児童ポルノ・児童買春・児童福祉法・監護者性交・強制わいせつ・青少年条例・不正アクセス禁止法・わいせつ電磁的記録記録被告事件弁護人 奥村徹弁護士の見解(弁護士直通050-5861-8888 hp3@okumura-tanaka-law.com)

性犯罪・福祉犯(監護者性交罪・強制わいせつ罪・児童ポルノ・児童買春・青少年条例・児童福祉法)の被疑者(犯人側)の弁護を担当しています。専門家向けの情報を発信しています。

実父である被告から,被告宅で暴行を用いてわいせつな行為をされたり,姦淫されたりしたと主張して,被告に対し,不法行為(709条)を理由とする損害賠償請求権に基づき,慰謝料500万円等の合計605万円のうち385万円及びこれに対する不法行為のあった日である平成28年5月14日から支払済みまで民法所定の年5分の割合による遅延損害金の支払を求める事案につき、慰謝料350万円が認容された事例(東京地裁r2.3.27)

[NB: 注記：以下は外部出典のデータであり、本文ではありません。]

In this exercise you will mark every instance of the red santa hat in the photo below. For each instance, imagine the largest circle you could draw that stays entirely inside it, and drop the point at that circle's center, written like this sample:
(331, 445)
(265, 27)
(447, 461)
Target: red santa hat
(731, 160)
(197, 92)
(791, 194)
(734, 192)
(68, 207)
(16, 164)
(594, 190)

実父である被告から,平成28年5月14日に被告宅で暴行を用いてわいせつな行為をされたり,姦淫されたりしたと主張して,被告に対し,不法行為(709条)を理由とする損害賠償請求権に基づき,慰謝料500万円,文書費5000円,治療費10万1050円,交通費1万3230円,将来の治療費交通費等38万0720円,弁護士費用55万円の合計605万円のうち385万円及びこれに対する不法行為のあった日である平成28年5月14日から支払済みまで民法所定の年5分の割合による遅延損害金の支払を求める事案につき、慰謝料350万円が認容された事例(東京地裁r02.03.27)


原告 
X 
同訴訟代理人弁護士 
中根洋一ほか 
東京都荒川区〈以下省略〉 
  
被告 
Y 

主文

 1 被告は,原告に対し,385万円及びこれに対する平成28年5月14日から支払済みまで年5分の割合による金員を支払え。
 2 訴訟費用は被告の負担とする。
 3 この判決は,第1項に限り,仮に執行することができる。
 
 
事実及び理由

第1 請求
 1 主文第1項と同旨
 2 仮執行宣言
第2 事案の概要
 1 本件は,原告が,実父である被告から,平成28年5月14日に被告宅で暴行を用いてわいせつな行為をされたり,姦淫されたりしたと主張して,被告に対し,不法行為(709条)を理由とする損害賠償請求権に基づき,慰謝料500万円,文書費5000円,治療費10万1050円,交通費1万3230円,将来の治療費交通費等38万0720円,弁護士費用55万円の合計605万円のうち385万円及びこれに対する不法行為のあった日である平成28年5月14日から支払済みまで民法所定の年5分の割合による遅延損害金の支払を求める事案である。
 2 前提事実
  (1) 原告(平成2年○月○日生の女性)は,平成26年2月24日,A(A)と婚姻した。原告とAとの間には長男,長女及び二女(平成26年○月○日生)の3人の子がいる(甲9)。
  (2) 被告(昭和37年○月○日生の男性)は,その妻(B)との間に原告を含む3人の子をもうけたが,平成27年1月8日,Bと離婚した(甲9,原告本人)。
  (3) 原告は,長男,長女を祖母宅に預けた上,平成28年5月13日夜,二女を連れて被告宅に遊びに来たが,同月14日午前3時前後,二女を連れて被告宅を出た(甲26ないし甲28)。
  (4) 原告は,平成28年10月25日,尾久警察署長に対し,被告から,同年5月14日午前0時頃から午前1時56分頃までの間,被告宅で,暴行を用いてわいせつな行為をされたり,姦淫されたりしたことを告訴事実として被告を強制わいせつ,強姦の罪で告訴したが(甲1),被告は,平成29年5月16日,不起訴処分を受けた(弁論の全趣旨)。